In case of elevated hCG, it is important to provide an analysis of rival diagnoses, including ectopic pregnancy and pregnancy of unknown location, gestational trophoblastic disease (GTD), and germ cell tumors. Ectopic pregnancy and pregnancy of unknown location, a common differential diagnosis in cases of elevated beta-hCG levels without intrauterine pregnancy, was ruled out in our patient due to the absence of chorionic or decidual tissue on histopathological examination of the diagnostic curettage and the lack of adnexal abnormalities on transvaginal ultrasound imaging. Gestational trophoblastic disease, including molar pregnancy and gestational choriocarcinoma, was excluded based on the absence of paternal alleles in molecular genetic testing, confirming a non-gestational origin. Germ cell tumors, which can also present with elevated beta-hCG levels and metastatic disease, were considered unlikely due to the absence of primary gonadal lesions and the distinct histopathological features of choriocarcinoma in the lung and kidney. By systematically addressing these differential diagnoses and providing a clear rationale for their exclusion, the diagnostic process is strengthened, and the validity of the final diagnosis is reinforced.

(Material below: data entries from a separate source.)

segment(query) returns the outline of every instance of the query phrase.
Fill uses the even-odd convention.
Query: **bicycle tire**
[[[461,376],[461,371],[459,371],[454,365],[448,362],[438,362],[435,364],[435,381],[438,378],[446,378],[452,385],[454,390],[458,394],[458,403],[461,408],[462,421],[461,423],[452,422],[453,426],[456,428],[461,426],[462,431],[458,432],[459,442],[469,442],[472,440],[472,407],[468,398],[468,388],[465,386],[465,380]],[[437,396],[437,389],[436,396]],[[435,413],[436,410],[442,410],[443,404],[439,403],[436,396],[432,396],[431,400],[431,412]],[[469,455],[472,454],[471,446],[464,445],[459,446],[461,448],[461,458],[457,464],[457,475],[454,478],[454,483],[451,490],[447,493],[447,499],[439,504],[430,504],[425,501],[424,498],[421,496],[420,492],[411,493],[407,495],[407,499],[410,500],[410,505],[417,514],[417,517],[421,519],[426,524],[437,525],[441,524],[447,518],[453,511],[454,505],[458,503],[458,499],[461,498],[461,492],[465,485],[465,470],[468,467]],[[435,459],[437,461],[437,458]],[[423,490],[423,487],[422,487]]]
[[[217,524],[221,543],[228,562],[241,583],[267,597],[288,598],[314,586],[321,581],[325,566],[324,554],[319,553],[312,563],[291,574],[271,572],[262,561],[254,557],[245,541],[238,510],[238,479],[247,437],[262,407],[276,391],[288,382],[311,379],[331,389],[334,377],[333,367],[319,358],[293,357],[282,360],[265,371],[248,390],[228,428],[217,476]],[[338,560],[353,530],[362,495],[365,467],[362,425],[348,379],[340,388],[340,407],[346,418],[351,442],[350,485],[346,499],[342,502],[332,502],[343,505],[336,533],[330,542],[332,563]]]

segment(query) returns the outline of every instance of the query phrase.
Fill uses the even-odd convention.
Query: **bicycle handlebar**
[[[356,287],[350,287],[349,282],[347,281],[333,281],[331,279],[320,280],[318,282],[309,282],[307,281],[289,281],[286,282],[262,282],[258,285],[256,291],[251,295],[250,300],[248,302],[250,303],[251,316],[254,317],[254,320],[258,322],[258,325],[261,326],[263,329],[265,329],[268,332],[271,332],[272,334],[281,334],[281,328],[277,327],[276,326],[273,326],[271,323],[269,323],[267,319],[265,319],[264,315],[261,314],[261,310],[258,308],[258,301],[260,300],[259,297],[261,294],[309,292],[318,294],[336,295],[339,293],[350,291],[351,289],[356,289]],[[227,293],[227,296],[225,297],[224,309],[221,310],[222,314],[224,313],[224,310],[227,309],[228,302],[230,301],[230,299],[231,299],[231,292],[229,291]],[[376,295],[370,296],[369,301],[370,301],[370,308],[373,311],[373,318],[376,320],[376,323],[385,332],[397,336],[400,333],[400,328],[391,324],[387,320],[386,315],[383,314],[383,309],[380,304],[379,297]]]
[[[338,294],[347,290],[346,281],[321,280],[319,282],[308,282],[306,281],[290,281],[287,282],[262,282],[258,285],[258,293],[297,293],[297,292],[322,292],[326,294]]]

When these investigations prove inconclusive, clinicians should consider non-gestational choriocarcinoma of ectopic origin [9-12].

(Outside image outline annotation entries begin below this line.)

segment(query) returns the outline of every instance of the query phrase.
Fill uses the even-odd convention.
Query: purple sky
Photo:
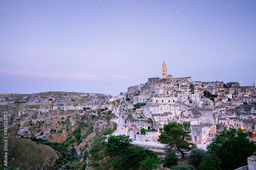
[[[116,95],[164,59],[175,77],[256,81],[255,1],[16,1],[0,2],[0,93]]]

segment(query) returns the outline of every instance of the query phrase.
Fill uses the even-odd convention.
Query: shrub
[[[173,166],[171,167],[172,170],[194,170],[194,167],[191,165],[182,164],[179,166]]]
[[[166,155],[164,158],[165,165],[168,167],[177,165],[178,158],[176,154],[176,152],[173,150],[172,150]]]

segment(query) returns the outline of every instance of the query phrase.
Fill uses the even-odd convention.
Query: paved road
[[[113,122],[116,123],[118,125],[117,127],[116,127],[116,128],[117,128],[117,130],[113,134],[113,135],[115,135],[116,136],[120,135],[125,134],[125,130],[124,129],[124,125],[123,123],[118,122],[119,120],[119,119],[117,119],[113,121]],[[123,129],[122,128],[122,127],[124,127]]]
[[[113,121],[113,122],[115,122],[118,125],[117,126],[117,130],[113,135],[115,136],[117,136],[120,135],[127,135],[127,132],[126,132],[125,129],[124,128],[124,125],[123,123],[118,122],[119,119],[117,119]],[[124,127],[124,128],[122,129],[122,127]],[[160,147],[164,147],[164,145],[162,143],[159,143],[157,141],[145,141],[145,142],[142,142],[140,140],[133,140],[131,142],[131,143],[135,145],[145,145],[146,146],[158,146]],[[201,148],[204,150],[206,150],[206,146],[207,146],[207,144],[198,144],[197,145],[197,147],[198,148]],[[155,151],[161,152],[164,152],[163,150],[159,149],[151,149],[150,150],[155,150]]]

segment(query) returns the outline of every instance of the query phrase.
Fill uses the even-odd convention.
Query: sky
[[[117,95],[167,74],[256,75],[252,0],[0,1],[0,93]]]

Planned laparoscopy was deferred due to the patient's unexpected symptoms suggesting extragenital origin, leading to the utilization of advanced imaging techniques including CT angiography and PET-CT [13].

Non-gestational choriocarcinomas typically carry a worse prognosis than their gestational counterparts, characterized by rapid progression and frequent presence of distant metastases at diagnosis [14]. In our patient, the presenting symptoms of hemoptysis and progressive lower back pain led to the discovery of concurrent lung and kidney involvement. While renal metastasis is uncommon even in gestational choriocarcinoma [15], our literature review found no previously reported cases of renal metastasis from primary pulmonary choriocarcinoma.

Current evidence, including our experience, suggests that optimal treatment consists of surgical resection followed by adjuvant chemo- and immunotherapy [16]. Our patient received sequential chemotherapy protocols (BEP and EMA-CO). As with other malignancies, early diagnosis significantly impacts treatment efficacy and survival rates [17]. In our case, the interval from initial presentation to diagnosis and treatment of extragenital choriocarcinoma was relatively brief.

Immunotherapy has emerged as an increasingly important treatment modality for malignant tumors. Checkpoint inhibitors, such as pembrolizumab, can effectively restore host immunity by targeting the interaction between programmed cell death protein 1 (PD-1) on T-cells and its ligand (PD-L1) on tumor cells. The successful use of pembrolizumab in our patient demonstrates the potential value of immunotherapy in managing this rare malignancy [18].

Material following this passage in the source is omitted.